Hands of a guy on laptop keyboard

Compromise and compromised

Published on 26 August 2012
Updated on 05 April 2024

‘Your account has been compromised.’ This was how I was informed that my Twitter account had been hacked and somebody had started sending messages on my behalf. I changed the password and solved the problem, but this incident made me think of using the word ‘compromise’.

If linguistic unfairness exists, it could be applied to the word ‘compromise’. Throughout history, wars were avoided, lives were saved, and dignity was observed through the use of compromise. Yet, compromise is now used with suspicion or, in the case of Internet security, in a negative context.

Before we discuss this linguistic unfairness, let us check the etymology. Compromise is a Latin word consisting of com (together) and promittere (to promise). Originally, it meant the joint promise of two sides to solve problems, usually through arbitration. I did not make a joint promise with those hackers or cybercriminals who hacked into my Twitter account.

Compromise has been the primary way of solving conflict among individuals, groups, and countries since the beginning of humanity; it is the primary tool of diplomacy.

At the core of compromise, there is empathy, if not sympathy, for others. We have the capacity first to understand the emotions of others and, second, to respond emotionally to those emotions. This is one of the leading human traits, one very often neglected in the modern era mantra of maximising self-interest regardless of others.

By being ready to compromise, we understand the views, needs, and emotions of others, and we try to accommodate them by either adjusting our approach or, sometimes, by giving up on our claims partially.

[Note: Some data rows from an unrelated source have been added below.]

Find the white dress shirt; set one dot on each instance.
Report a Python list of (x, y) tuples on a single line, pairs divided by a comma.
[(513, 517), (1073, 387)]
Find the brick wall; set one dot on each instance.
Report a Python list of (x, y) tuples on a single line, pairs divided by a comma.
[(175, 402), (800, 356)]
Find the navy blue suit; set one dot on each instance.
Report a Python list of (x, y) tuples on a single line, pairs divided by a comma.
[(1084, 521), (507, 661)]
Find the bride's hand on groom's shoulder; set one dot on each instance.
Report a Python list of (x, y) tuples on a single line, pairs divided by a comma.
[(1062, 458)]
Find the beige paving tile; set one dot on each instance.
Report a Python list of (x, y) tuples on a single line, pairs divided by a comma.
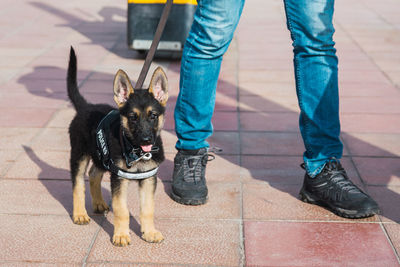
[(207, 242)]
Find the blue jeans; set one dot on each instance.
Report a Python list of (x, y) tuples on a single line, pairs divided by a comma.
[(315, 64)]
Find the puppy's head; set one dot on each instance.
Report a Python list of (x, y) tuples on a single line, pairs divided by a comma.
[(142, 111)]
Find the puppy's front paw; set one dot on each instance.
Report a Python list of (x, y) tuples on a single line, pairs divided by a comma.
[(100, 207), (81, 219), (153, 236), (121, 240)]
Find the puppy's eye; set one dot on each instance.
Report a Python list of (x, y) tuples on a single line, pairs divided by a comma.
[(133, 116), (153, 115)]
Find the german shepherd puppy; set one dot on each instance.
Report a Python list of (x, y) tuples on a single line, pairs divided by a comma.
[(141, 120)]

Compromise is not a naïve and utopian approach, as it tends to be perceived in modern utilitarian thinking. Compromise is very pragmatic, and one can argue that the main constituent of maintaining social fabric and trust, both within countries and between them. Much has been written recently about trust (or, more precisely, the lack of it). But very little has been written on the importance of compromise (and empathy) in achieving that trust.

The importance of compromise in diplomacy could be realised if we consider all possible conflicts that could have happened and those that occurred in reality.

The high relevance of compromise for human society is in opposite proportion to the low ranking of its relevance in public perception. Language is a good detector of collective unconsciousness. This text was triggered by the linguistic use of the term ‘compromised’ for the hacking of my account. In the former communist countries, one stigma was to be declared a compromiser.

In many societies, compromise is perceived with suspicion. Compromise particularly suffers in the clash of one truth, whether ideological and religious. One truth, one leader, one whatever… this cannot tolerate compromise. Faced with the reality and complexity of human society, even the strictest ideologies and religions have to compromise.

While we discuss the high relevance of compromise in society, we should keep in mind that it is not always good. There are rotten compromises, as was the Munich compromise with Hitler. Compromises that cannot support humanity and human dignity must be avoided.

So, how do we close this gap between the importance of and appreciation for compromise in modern society? Any progress will take time. Philosophers should think more about justifying the high ethical relevance of compromise. All of us should try to preserve our trait of empathy in this fast-changing world. Empathy is the first step towards compromise.